A great deal of interest has since been shown by the National Geographic magazine and the World Wildlife Fund and Martha Stewart due to the unprecedented increase in salmon seen in the river since the ceremony has been performed.

The ceremony is annually held on the bank of the Applegate River in Southwest Oregon

==Konanway Nika Tillicum (All My Relations) Youth Academy==
While studying psychology and Native American studies at Southern Oregon University at the age of 50, Pilgrim co-founded the Konanway Nika Tillicum (All My Relations) Native American Summer Youth Academy. She was the Elder-Woman-in-Residence for the academy.

==The International Council of 13 Grandmothers==

In 2004, Pilgrim was approached by The Center for Sacred Studies to serve on the International Council of 13 Indigenous Grandmothers. Pilgrim was the oldest of the Grandmothers and was elected as the council's Chairpersonchairman.

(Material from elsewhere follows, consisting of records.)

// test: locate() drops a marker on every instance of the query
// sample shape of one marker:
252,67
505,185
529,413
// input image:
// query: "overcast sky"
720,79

The council has been active in protecting indigenous rights and medicines, promoting ancient wisdom.

Pilgrim considered the International Council of 13 Grandmothers not to have come together by accident, coming at the eleventh hour to be "a voice for the voiceless."

In 2008, she traveled with the group on "a trip to Rome to try to get Pope Benedict XVI to rescind historical papal bulls, which played a role in the genocidal onslaught of indigenous people worldwide," according to Indian Country Today Media Network.

==Legacy==
Pilgrim's likeness is featured in the bronze statue, We Are Here, in downtown Ashland, Oregon. Pilgrim attended the dedication ceremony on May 24, 2013.